Greetings from Toronto!

It’s always nice to return to this city. This was a working week, but I still found time to visit some of my favorite haunts from my last visits. Queen Street was high on the list – it’s a parallel to South Street in Philadelphia, a hip, slightly crazy drag lined with DJ vinyl shops, punk locales, thrift stores, gourmet tea houses, art supply joints, sidewalk booths, and the occasional second-tier chain designer shop. This time around, the weather was beautiful but cold, so when I had a chance, I bundled up and ventured outside. After a brisk jaunt, I picked up an odd assortment of products: a couple of paintbrush-cleaning soap bars, some pretty moonstones from a tiny Wiccan place, and a heap of vintage fabric (including old saris) from an ethnic thrift shop. Those textiles will make great curtains and, if I ever get a sewing machine, maybe even some unusual skirts.

But that’s neither here nor there. I hope you aren’t reading this entry to track my shopping habits! What’s more interesting, musically speaking, is the “work” I did this week. (I put that in quotes, because it never really feels like work, in the day-job sense of the word.) My first professional activity was an interview at CBC – Canadian Broadcasting Corporation – Radio, to help promote the concert and to rekindle my connection with a certain portion of the Canadian classical audience. Downstairs after the interview, I toured a permanent exhibit on the legendary pianist Glenn Gould. Gould had a very close connection to the CBC, so their building is an appropriate locale for that mini-museum. While there, I bumped into the Italian conductor Gianandrea Noseda, my colleague for this engagement. He’s a self-proclaimed admirer of Gould: he and his wife had been touring the displays when I arrived. On my way out, I paused at the pianist’s contemplative statue out front for a photo, which you can see in this entry.
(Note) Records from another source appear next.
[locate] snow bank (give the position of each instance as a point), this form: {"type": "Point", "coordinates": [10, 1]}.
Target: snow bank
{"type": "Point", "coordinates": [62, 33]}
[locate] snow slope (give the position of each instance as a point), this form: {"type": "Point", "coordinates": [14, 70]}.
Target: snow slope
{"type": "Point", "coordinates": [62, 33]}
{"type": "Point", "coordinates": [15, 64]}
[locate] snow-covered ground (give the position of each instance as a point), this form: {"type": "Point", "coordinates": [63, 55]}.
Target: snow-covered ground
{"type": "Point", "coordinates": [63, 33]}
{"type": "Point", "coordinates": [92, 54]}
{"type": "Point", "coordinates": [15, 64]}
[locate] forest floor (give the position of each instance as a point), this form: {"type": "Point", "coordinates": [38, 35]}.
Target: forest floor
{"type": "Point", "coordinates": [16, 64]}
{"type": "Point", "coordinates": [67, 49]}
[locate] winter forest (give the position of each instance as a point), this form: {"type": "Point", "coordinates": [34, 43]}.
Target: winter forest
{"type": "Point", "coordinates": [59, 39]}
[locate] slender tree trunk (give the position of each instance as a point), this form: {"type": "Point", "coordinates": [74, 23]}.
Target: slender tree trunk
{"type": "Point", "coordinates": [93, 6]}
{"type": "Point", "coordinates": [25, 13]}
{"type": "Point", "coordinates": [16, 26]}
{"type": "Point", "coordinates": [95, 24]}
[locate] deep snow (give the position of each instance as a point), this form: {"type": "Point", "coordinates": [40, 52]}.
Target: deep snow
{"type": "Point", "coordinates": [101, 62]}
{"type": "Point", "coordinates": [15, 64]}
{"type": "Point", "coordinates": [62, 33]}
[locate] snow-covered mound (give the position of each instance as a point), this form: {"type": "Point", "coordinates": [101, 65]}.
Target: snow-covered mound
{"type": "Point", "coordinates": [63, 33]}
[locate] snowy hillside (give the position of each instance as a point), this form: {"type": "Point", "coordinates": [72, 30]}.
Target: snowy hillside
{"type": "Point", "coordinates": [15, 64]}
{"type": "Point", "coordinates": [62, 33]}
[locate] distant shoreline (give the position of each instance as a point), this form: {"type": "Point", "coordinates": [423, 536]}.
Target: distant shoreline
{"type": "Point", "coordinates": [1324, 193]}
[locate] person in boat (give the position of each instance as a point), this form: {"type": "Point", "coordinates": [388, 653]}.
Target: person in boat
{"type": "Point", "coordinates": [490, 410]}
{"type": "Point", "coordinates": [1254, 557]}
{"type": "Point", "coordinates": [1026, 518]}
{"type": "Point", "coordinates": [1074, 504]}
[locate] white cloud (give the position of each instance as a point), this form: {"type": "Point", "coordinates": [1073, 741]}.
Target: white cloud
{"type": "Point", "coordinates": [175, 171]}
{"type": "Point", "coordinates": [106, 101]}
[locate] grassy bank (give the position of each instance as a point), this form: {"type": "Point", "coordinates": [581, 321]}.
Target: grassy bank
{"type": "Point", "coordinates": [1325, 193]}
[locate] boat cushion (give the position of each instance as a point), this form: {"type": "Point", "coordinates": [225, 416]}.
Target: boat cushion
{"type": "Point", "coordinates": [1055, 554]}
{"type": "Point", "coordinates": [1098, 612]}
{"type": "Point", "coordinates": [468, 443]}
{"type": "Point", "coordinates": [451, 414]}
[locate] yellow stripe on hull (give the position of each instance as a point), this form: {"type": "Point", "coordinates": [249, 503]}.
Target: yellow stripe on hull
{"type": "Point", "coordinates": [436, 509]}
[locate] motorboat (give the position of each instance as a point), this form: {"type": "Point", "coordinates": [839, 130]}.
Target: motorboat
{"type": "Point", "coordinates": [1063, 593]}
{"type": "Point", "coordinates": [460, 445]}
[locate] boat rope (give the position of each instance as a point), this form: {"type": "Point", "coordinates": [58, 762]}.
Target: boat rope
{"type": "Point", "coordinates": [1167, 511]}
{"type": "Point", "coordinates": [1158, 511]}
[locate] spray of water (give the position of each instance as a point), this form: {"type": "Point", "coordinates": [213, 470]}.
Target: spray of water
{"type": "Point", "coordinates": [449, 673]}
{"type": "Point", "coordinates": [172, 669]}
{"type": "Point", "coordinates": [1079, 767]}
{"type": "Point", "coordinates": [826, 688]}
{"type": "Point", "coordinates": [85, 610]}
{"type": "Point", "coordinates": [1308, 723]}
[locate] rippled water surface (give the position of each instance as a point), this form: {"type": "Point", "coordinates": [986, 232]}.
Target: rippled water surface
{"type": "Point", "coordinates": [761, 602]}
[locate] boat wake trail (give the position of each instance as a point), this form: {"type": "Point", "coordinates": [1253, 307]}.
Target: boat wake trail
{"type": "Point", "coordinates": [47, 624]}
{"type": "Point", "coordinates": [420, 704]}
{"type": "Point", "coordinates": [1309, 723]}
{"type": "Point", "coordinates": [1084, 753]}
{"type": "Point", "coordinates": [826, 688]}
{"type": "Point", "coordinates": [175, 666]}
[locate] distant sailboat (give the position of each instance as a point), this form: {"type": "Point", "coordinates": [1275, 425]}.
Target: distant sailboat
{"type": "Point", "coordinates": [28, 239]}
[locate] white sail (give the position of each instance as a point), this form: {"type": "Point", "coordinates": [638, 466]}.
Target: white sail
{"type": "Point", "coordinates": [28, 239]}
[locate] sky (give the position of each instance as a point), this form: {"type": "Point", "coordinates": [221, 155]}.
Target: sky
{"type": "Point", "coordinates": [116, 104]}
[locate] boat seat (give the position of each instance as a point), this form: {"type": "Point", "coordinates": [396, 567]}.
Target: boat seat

Perhaps Gianandrea’s visit to the museum was also a birthday present: several days later, he celebrated a definitive anniversary (it’s not my place to say which, is it?) After the last of two decisive and very enjoyable performances, which – among other works – included Spohr’s Concerto #8 and Chausson’s Poeme, he was treated to a special dinner. He certainly deserved special treatment, and not only because it was his birthday: Gianandrea is one of the few conductors I’ve ever encountered who manages to do all of the following at the same time: he guides the orchestra positively in rehearsal, he pours energy into his leadership, he listens to what everyone is trying to do and somehow improves on all of it, and he’s a flexible colleague and a born performer who is in his element onstage and looks like he’s having a wonderful time there. All of that must have made him quite hungry.

But enough about the past few days. Now it’s time for me to head home for a week of preparation for my next tour, which will last for a grand total of nine weeks, a career record for me. In the course of that next trip, I’ll make my way through Hong Kong, New Zealand, Los Angeles (where I’ll record the soundtrack for M. Night Shyamalan’s new film The Village; the U.S. premier is on July 30), Florida, Baltimore, Russia, Philadelphia (to move apartments), and Baltimore again, making a final round trip to Germany and back for a burst of advance press appearances for my upcoming Elgar/Vaughan-Williams album. In addition, somewhere along the way, a German crew will be filming me as part of a documentary to be aired on European television later this fall. It’s going to be busy; can you see why I need a week to get ready?

Time to get going; I’ll catch you next in Hong Kong.